La rencontre décisive entre le chef, l'orchestre et le public se réalise avec éclat. La première attaque des Atmosphères de Ligeti est si exacte qu'elle provoque un phénomène physique : elle engage immédiatement la fascination de tout l'Auditorium de la Maison de la Radio, concentré sur la lente et rigoureuse battue d'Alan Gilbert, qui fait entendre sans peine la succession des « champs sonores », selon le terme du compositeur. Ces agrégats de notes tenues, créant une masse homogène par la superposition des timbres dans une nuance d'une fragile légèreté, font oublier les secondes au profit d'une harmonieuse durée. Les sonorités célestes d'un Orchestre Philharmonique de Radio France remarquable par l'homogénéité de ses timbres semblent émaner directement des murs de la salle. Gilbert entretient cette extraordinaire intensité jusqu'aux dernières mesures, dissuadant même les habituelles toux récalcitrantes du public de s'exprimer. Un silence appuyé succède aux ultimes notes.

Alan Gilbert © Peter Hundert
Alan Gilbert
© Peter Hundert

C'est un public déjà conquis qui accueille Bertrand Chamayou pour le Concerto pour piano n° 3 de Béla Bartók. Ici, une tout autre ambiance : la souplesse de la direction se conjugue aisément au toucher délicat du soliste. Le souci du beau son dicte le jeu, mettant en lumière quelques harmonies et autres effets virtuoses dans l'aigu du clavier, mais s'avère parfois d'une puissance insuffisante face à l'orchestre, notamment dans le registre grave de l'instrument. D'intempestifs coups de pied et de tête semblent vouloir exprimer ce que le piano peine à faire entendre. Ce jeu trouve cependant une efficacité certaine dans le deuxième mouvement, où l'émotion du soliste rappelle au public qu'il entend la dernière œuvre, inachevée, de Bartók. Dans le dernier mouvement, le soliste révèle une énergie qu'il communique à un orchestre dont les contrebasses et les percussions sont l'artère. La puissance de son jeu se dévoile aux dernières pages, la conclusion est brillante. Cette énergie se prolonge en un bis : ce sera le deuxième numéro de la Musica Ricercata de Ligeti, que Kubrick utilisa pour Eyes Wide Shut. Cet exercice de style est particulièrement réussi, Bertrand Chamayou parvenant à extraire de riches sonorités de cette composition minimaliste.

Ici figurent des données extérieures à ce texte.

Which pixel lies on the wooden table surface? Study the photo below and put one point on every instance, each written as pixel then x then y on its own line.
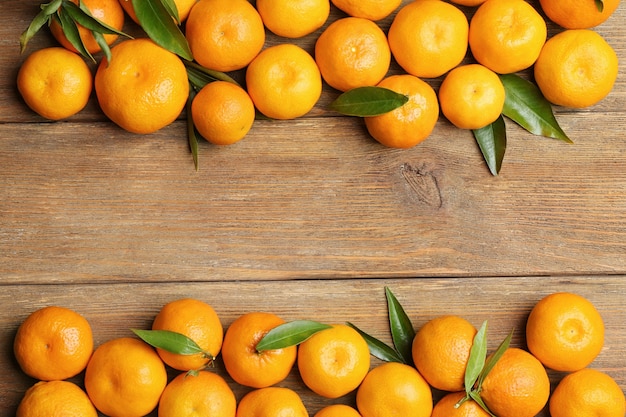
pixel 308 219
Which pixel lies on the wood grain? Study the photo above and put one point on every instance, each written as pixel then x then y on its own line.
pixel 308 218
pixel 113 309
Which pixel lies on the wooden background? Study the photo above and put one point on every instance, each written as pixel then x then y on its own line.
pixel 308 219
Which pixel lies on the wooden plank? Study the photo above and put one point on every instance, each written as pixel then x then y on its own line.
pixel 113 309
pixel 299 199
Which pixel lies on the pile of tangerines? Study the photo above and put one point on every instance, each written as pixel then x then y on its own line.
pixel 128 376
pixel 143 87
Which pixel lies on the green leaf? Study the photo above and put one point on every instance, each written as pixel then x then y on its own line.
pixel 478 355
pixel 70 30
pixel 290 334
pixel 600 5
pixel 525 105
pixel 173 342
pixel 191 129
pixel 494 359
pixel 378 348
pixel 42 18
pixel 476 397
pixel 170 6
pixel 159 24
pixel 368 101
pixel 402 332
pixel 492 142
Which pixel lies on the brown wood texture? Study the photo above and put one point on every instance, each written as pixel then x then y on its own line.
pixel 308 218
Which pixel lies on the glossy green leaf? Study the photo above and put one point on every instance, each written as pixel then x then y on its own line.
pixel 494 359
pixel 478 355
pixel 600 5
pixel 159 24
pixel 368 101
pixel 290 334
pixel 173 342
pixel 378 348
pixel 42 18
pixel 402 332
pixel 474 395
pixel 492 142
pixel 525 105
pixel 82 16
pixel 170 6
pixel 70 30
pixel 191 130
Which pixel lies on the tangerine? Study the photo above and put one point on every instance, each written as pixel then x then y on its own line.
pixel 55 83
pixel 394 389
pixel 198 321
pixel 55 399
pixel 53 343
pixel 414 121
pixel 224 35
pixel 293 18
pixel 125 378
pixel 471 96
pixel 333 362
pixel 576 68
pixel 506 36
pixel 441 350
pixel 587 392
pixel 565 331
pixel 244 363
pixel 284 82
pixel 428 37
pixel 202 394
pixel 144 88
pixel 517 385
pixel 352 52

Bertrand Chamayou © Marco Borggreve
Bertrand Chamayou
© Marco Borggreve

On retrouve Ligeti après l'entracte, dans son célèbre Lux aeterna. Les seize choristes élaborent ce monument sonore où la lumière naît inlassablement de l'obscurité, avec toute la lenteur et la profondeur auxquelles invite le chef américain. On retrouve dans ces pages a cappella la concentration d'Atmosphères (on peut entendre ces deux œuvres dans 2001 : l’Odyssée de l'espace), et la fascination laisse bientôt apparaître une légère anxiété propre au cinéma de Kubrick. Lorsque le son s'éteint, Gilbert n'interrompt pas sa battue – le silence plus que tout participe à l'édification de la tension – et enchaîne, comme dans un continuum sonore, avec la dernière pièce du programme.

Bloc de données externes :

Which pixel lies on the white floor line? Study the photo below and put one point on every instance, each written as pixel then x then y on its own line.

Dans la Musique pour cordes, percussion et célesta, le chef s'impose à nouveau par ses qualités d'architecte. La lente construction de la fugue bartókienne du premier mouvement reste confidentielle, retenue jusqu'au dernier instant, avant qu'éclate subitement le sommet expressif de la partition : un unisson irradie la salle. Gilbert est familier des grandes formes, et parcourt avec une lucidité remarquable cette partition complexe de Bartók. Le deuxième mouvement révèle une vivacité rythmique insoupçonnée jusqu'alors, permettant aux percussions, associées au piano de l'orchestre, de se distinguer. Le temps est à nouveau suspendu à l'occasion du troisième mouvement dans lequel le célesta et les cordes font montre d'un travail d'orfèvre, avant d'être libéré avec exaltation dans un dernier mouvement frénétique inspiré de mélodies populaires. Les dernières pages rayonnent par la générosité de l'orchestre et de son chef qui, comme ils l'avaient commencé, concluent ce concert avec une justesse forçant l'admiration.